Tiques, maladie de Lyme : les forêts d’Auvergne-Rhône-Alpes concernées

En été le sujet des tiques revient sur le devant de la scène avec le nombre croissant de promeneurs en forêt. En effet, la maladie de Lyme est transmise à l’Homme par piqûres de tiques infectées qui vivent dans les zones boisées et humides, les herbes hautes des prairies, les jardins et les parcs forestiers ou urbains. En Auvergne-Rhône-Alpes, le taux d’incidence de la maladie de Lyme est plus élevé que le taux national, rappelle l’Agence Régionale de Santé.

Les tiques sont nombreuses dans les forêts aurhalpines, et le taux d’incidence de la maladie de Lyme est plus élevé dans la région que dans la moyenne nationale. ©Nico&co (CC-BY SA 3.0)

La maladie de Lyme n’est pas une maladie à déclaration obligatoire, mais elle fait régulièrement l’objet de signalements auprès de l’Agence régionale de Santé (ARS) Auvergne-Rhône-Alpes. Elle s’attrape en forêt (particulièrement d’avril à novembre) à la suite de la morsure d’une tique, et peut provoquer des troubles articulaires ou neurologiques chroniques graves.

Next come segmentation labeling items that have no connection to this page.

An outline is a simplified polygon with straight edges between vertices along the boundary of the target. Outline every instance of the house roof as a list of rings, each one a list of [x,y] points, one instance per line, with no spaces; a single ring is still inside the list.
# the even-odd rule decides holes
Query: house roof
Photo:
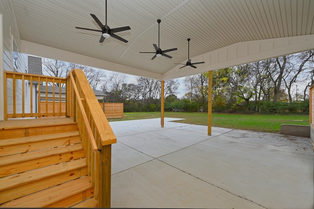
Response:
[[[130,26],[106,39],[90,14],[105,23],[104,0],[11,0],[21,51],[159,80],[310,50],[314,48],[314,1],[264,0],[108,0],[107,24]],[[153,44],[172,59],[152,60]],[[187,39],[192,62],[187,60]]]
[[[46,86],[41,86],[40,87],[40,92],[41,93],[46,93]],[[48,86],[48,93],[52,93],[53,89],[52,86]],[[58,86],[54,87],[54,93],[58,93],[60,91],[60,87]],[[106,95],[103,92],[100,91],[99,90],[93,90],[94,91],[94,93],[96,96],[105,96]],[[66,89],[65,87],[61,87],[61,93],[66,93]]]

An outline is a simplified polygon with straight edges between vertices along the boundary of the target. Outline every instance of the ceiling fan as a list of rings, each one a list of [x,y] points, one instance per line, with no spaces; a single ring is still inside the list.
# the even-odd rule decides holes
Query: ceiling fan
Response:
[[[106,7],[105,7],[105,12],[106,12],[106,23],[105,25],[103,24],[103,23],[99,21],[98,18],[96,16],[96,15],[93,15],[93,14],[90,14],[90,15],[94,19],[94,20],[96,21],[96,22],[98,24],[98,25],[102,29],[100,30],[96,30],[94,29],[89,29],[89,28],[84,28],[83,27],[75,27],[77,29],[82,29],[83,30],[92,30],[93,31],[98,31],[101,32],[103,33],[101,37],[100,38],[100,40],[99,40],[99,43],[103,43],[105,39],[106,38],[110,38],[110,36],[113,38],[115,38],[117,39],[118,39],[120,41],[123,41],[125,43],[128,43],[128,41],[126,40],[121,38],[121,37],[118,36],[114,34],[114,33],[116,33],[117,32],[123,31],[124,30],[130,30],[131,28],[129,26],[127,26],[126,27],[117,27],[116,28],[110,28],[107,25],[107,0],[106,0]]]
[[[187,43],[188,43],[188,49],[187,49],[187,62],[186,62],[186,64],[182,64],[182,63],[175,63],[175,64],[176,65],[185,65],[183,67],[182,67],[181,68],[179,68],[179,69],[182,69],[182,68],[184,68],[184,67],[189,67],[190,66],[194,68],[196,68],[196,66],[194,66],[194,65],[197,65],[198,64],[202,64],[202,63],[205,63],[205,62],[198,62],[198,63],[191,63],[191,59],[189,58],[190,57],[190,40],[191,40],[191,39],[187,39]]]
[[[165,56],[166,57],[168,57],[168,58],[172,58],[172,56],[169,56],[168,54],[165,54],[165,53],[169,52],[170,51],[174,51],[174,50],[176,50],[178,49],[178,48],[171,48],[170,49],[167,49],[167,50],[162,50],[159,47],[159,24],[160,24],[161,22],[161,20],[157,20],[157,23],[158,23],[158,47],[157,47],[157,45],[156,45],[156,44],[153,44],[153,46],[154,46],[154,48],[155,48],[155,50],[156,50],[156,51],[155,52],[139,52],[139,53],[156,53],[156,54],[155,55],[154,55],[153,58],[151,59],[152,60],[154,59],[155,58],[155,57],[161,57],[161,56]]]

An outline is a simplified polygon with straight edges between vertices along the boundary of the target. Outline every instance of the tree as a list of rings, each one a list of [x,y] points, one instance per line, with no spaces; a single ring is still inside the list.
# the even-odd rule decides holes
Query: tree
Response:
[[[100,69],[96,69],[87,66],[72,64],[71,69],[80,69],[83,70],[84,74],[88,81],[88,83],[93,90],[97,89],[98,86],[101,85],[103,79],[106,77],[104,70]]]
[[[43,74],[53,77],[65,78],[69,74],[69,70],[71,70],[69,63],[60,60],[52,60],[47,58],[42,59],[42,64],[44,65]],[[51,85],[51,84],[48,84]],[[59,86],[59,83],[55,84]]]

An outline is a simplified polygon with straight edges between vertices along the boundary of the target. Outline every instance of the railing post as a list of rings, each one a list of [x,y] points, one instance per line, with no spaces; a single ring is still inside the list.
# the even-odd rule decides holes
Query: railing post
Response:
[[[103,146],[99,161],[99,208],[110,208],[111,145]]]

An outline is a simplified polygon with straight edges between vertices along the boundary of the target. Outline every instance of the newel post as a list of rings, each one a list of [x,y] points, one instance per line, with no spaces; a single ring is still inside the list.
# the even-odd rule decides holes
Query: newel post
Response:
[[[111,145],[103,146],[99,161],[98,208],[110,208]]]

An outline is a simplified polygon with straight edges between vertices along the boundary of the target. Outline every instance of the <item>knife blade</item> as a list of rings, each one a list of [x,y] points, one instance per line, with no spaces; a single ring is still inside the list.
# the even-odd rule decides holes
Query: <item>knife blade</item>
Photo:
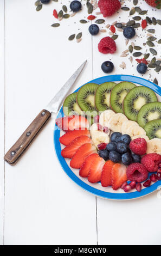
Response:
[[[35,138],[38,132],[49,120],[51,112],[57,113],[63,100],[71,89],[82,71],[87,60],[76,70],[60,89],[47,106],[37,115],[24,131],[17,142],[5,154],[4,160],[10,164],[14,164]]]

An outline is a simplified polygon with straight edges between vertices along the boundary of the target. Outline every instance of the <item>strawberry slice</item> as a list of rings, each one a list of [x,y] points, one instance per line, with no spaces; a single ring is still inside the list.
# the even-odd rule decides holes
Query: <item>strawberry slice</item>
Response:
[[[102,187],[111,186],[111,172],[114,163],[111,160],[107,161],[103,167],[101,182]]]
[[[88,130],[74,130],[74,131],[70,131],[64,134],[62,136],[59,138],[59,141],[61,144],[65,146],[69,145],[73,139],[81,135],[85,135],[90,137],[90,132]]]
[[[96,153],[96,149],[92,144],[84,144],[76,150],[70,161],[70,166],[71,167],[80,169],[85,158],[89,155]]]
[[[79,170],[79,175],[81,177],[88,177],[89,173],[90,167],[92,162],[97,157],[98,154],[94,153],[87,156],[83,162],[80,169]]]
[[[101,180],[101,172],[105,164],[105,160],[99,155],[95,157],[91,164],[88,180],[89,182],[95,183]]]
[[[65,131],[79,129],[88,129],[89,123],[85,117],[82,115],[72,115],[63,118],[59,117],[55,120],[56,125]]]
[[[127,180],[126,166],[120,163],[115,163],[112,168],[111,173],[112,188],[117,190]]]
[[[61,153],[63,157],[72,158],[76,151],[82,145],[85,143],[91,143],[92,141],[88,136],[82,136],[75,138],[68,146],[65,148]]]

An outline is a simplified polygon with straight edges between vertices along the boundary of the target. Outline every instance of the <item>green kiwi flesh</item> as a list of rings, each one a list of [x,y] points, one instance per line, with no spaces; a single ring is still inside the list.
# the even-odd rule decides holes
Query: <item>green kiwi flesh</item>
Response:
[[[161,139],[161,119],[152,120],[147,123],[144,127],[150,139]]]
[[[141,107],[147,103],[154,101],[157,101],[157,98],[151,89],[144,86],[135,87],[131,90],[125,98],[124,113],[128,119],[137,121]]]
[[[98,114],[95,104],[95,93],[98,86],[95,83],[87,83],[79,89],[77,94],[77,102],[87,115],[94,117]]]
[[[113,87],[110,95],[111,108],[116,113],[124,113],[123,103],[127,93],[136,86],[129,82],[121,82]]]
[[[137,117],[140,126],[144,127],[147,123],[156,119],[161,119],[161,102],[157,101],[143,106]]]
[[[95,102],[99,111],[110,109],[110,94],[116,83],[107,82],[100,84],[96,90]]]

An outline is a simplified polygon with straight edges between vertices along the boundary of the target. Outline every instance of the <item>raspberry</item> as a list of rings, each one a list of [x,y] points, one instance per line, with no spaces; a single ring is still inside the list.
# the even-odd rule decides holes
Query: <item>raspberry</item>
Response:
[[[99,0],[98,6],[104,17],[112,16],[121,8],[119,0]]]
[[[130,148],[136,155],[144,155],[146,152],[147,143],[143,138],[137,138],[130,143]]]
[[[160,161],[161,156],[160,155],[157,153],[151,153],[143,156],[141,163],[149,172],[157,172]]]
[[[128,166],[126,174],[131,181],[141,182],[147,178],[148,172],[141,163],[134,163]]]
[[[102,53],[114,53],[117,50],[116,44],[112,38],[106,36],[102,38],[98,46],[99,51]]]

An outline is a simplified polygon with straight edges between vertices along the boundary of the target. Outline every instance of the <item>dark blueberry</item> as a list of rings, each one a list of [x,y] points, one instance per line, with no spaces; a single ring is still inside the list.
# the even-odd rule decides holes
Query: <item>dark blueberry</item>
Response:
[[[108,151],[117,151],[117,143],[116,142],[110,142],[110,143],[107,144],[106,146],[106,149]]]
[[[147,71],[147,67],[145,63],[140,63],[137,65],[137,71],[140,74],[145,74]]]
[[[120,154],[126,153],[127,151],[128,145],[123,141],[120,141],[117,144],[117,151]]]
[[[141,162],[141,157],[140,156],[139,156],[138,155],[136,155],[136,154],[132,153],[132,157],[133,159],[133,161],[134,163],[140,163]]]
[[[121,141],[128,145],[131,141],[131,138],[128,134],[124,134],[121,137]]]
[[[90,34],[92,35],[97,35],[99,32],[99,27],[96,24],[92,24],[92,25],[89,26],[88,31]]]
[[[124,36],[128,39],[131,39],[136,34],[136,31],[132,27],[126,27],[123,31]]]
[[[99,151],[99,155],[102,157],[104,160],[107,161],[108,159],[108,151],[107,149]]]
[[[115,151],[112,150],[108,155],[109,159],[114,163],[119,163],[121,160],[121,155]]]
[[[120,132],[113,132],[111,136],[111,141],[119,142],[119,141],[120,141],[121,135]]]
[[[133,162],[132,155],[128,152],[123,154],[121,156],[122,163],[125,166],[129,166]]]
[[[101,69],[105,73],[111,73],[113,71],[114,65],[111,62],[105,62],[101,65]]]
[[[81,9],[81,3],[76,0],[72,1],[70,4],[70,8],[73,11],[78,11]]]

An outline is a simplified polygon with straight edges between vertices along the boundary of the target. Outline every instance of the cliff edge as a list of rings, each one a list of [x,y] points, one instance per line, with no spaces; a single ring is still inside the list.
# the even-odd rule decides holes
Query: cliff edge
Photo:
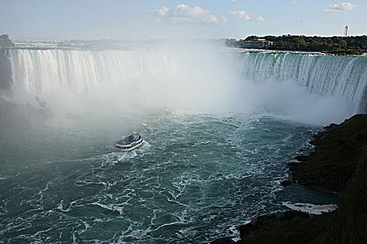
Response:
[[[14,43],[9,39],[8,35],[0,36],[0,48],[2,47],[14,47]]]
[[[239,227],[236,243],[367,243],[367,114],[331,124],[315,138],[315,150],[296,157],[290,170],[295,182],[340,192],[339,209],[312,218],[294,211],[259,216]]]

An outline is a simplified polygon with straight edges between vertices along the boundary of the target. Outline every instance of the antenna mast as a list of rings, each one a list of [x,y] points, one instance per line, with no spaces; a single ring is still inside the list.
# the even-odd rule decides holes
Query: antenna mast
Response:
[[[348,36],[348,26],[346,25],[345,28],[344,28],[344,37],[347,37]]]

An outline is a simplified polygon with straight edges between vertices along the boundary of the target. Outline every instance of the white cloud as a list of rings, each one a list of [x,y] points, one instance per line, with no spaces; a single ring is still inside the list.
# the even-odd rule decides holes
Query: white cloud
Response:
[[[325,12],[336,13],[343,11],[350,11],[356,8],[357,5],[351,3],[342,3],[340,4],[329,5],[329,8],[325,9]]]
[[[256,17],[251,13],[248,13],[243,10],[232,11],[231,12],[231,14],[232,14],[232,15],[238,16],[239,18],[243,19],[245,20],[250,20],[250,21],[264,21],[265,20],[265,19],[262,17],[261,16]]]
[[[221,18],[212,15],[209,10],[201,7],[190,7],[185,4],[178,4],[175,8],[169,9],[166,7],[156,10],[158,18],[157,22],[168,21],[173,23],[206,23],[222,24],[226,23],[227,18],[222,16]]]

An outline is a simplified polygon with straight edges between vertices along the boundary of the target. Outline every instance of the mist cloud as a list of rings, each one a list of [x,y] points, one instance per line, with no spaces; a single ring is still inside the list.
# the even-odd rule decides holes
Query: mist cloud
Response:
[[[350,11],[356,8],[357,5],[351,3],[342,3],[340,4],[329,5],[329,8],[325,9],[325,12],[328,13],[338,13]]]
[[[240,19],[249,21],[264,21],[265,19],[261,16],[255,16],[251,13],[247,13],[243,10],[236,10],[231,12],[232,15],[238,17]]]
[[[185,4],[178,4],[175,8],[162,7],[156,10],[158,18],[157,22],[171,23],[203,23],[224,24],[227,18],[213,15],[210,11],[199,6],[190,7]]]

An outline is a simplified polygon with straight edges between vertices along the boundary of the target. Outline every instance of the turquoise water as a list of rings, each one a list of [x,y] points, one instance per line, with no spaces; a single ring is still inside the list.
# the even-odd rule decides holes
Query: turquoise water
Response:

Depuis 2009, le réseau Sentinelles fournit des estimations régionales du nombre de cas et de l’incidence de la maladie. Celle-ci est estimée pour la région à 154 cas pour 100 000 habitants, soit plus de 12 000 cas au total. Les disparités entre les départements sont toutefois très importantes, de 210 cas pour 100 000 habitants pour la Haute-Savoie à 53 cas pour 100 000 habitants pour l’Allier.

Les départements les plus touchés de la région sont :

  • la Haute-Savoie avec une estimation de l’incidence annuelle de la maladie comprise entre 197 et 210 cas pour 100 000 habitants ;
  • l’Ain avec une estimation comprise entre 129 et 157 cas pour 100 000 habitants ;
  • le Puy-de-Dôme avec une estimation comprise entre 91 et 117 cas pour 100 000 habitants.

Auvergne-Rhône-Alpes est ainsi une région où l’incidence de la maladie est globalement plus élevée que l’incidence nationale.

Dans ce contexte, l’ARS, mais aussi Fransylva Allier, l’antenne départementale de la fédération nationale des Syndicats de forestiers privés, souhaitent sensibiliser les promeneurs forestiers. Dans un communiqué publié le 20 juin, l’association revient sur les bonnes pratiques à adopter pour éviter la propagation de la maladie.

Deux gestes préventifs

Il est ainsi important de bien se couvrir par des vêtements longs (bras et jambes) afin de minimiser le nombre de piqûres par les tiques.

De retour de balade, une inspection de la tête au pied doit systématiquement être réalisée pour détecter les tiques qui auraient tenté de s’accrocher au corps.

Que faire en cas de morsure ?

En cas de morsure, retirer la tique le plus rapidement possible à l’aide d’un tire-tique (vendu en pharmacie) ou d’une pince à épiler très fine et non coupante. Ne surtout pas comprimer le corps de la tique ou tenter de la tuer avec de l’éther, de l’huile, de l’alcool ou une flamme car cela risquerait de lui faire régurgiter les bactéries qu’elle contient. Désinfecter ensuite la zone de morsure et la surveiller pendant plusieurs semaines.

Consulter un médecin en cas d’apparition de symptômes tels que : apparition d’une plaque rouge, appelée « érythème migrant », autour de la zone de morsure, maux de tête, fièvre et/ou douleurs dans les membres dans les jours ou semaines qui suivent la morsure de tique. Après diagnostic, le traitement adapté pourra être prescrit. L’ARS le rappelle : plus le temps passe, plus le risque d’une possible contamination est important.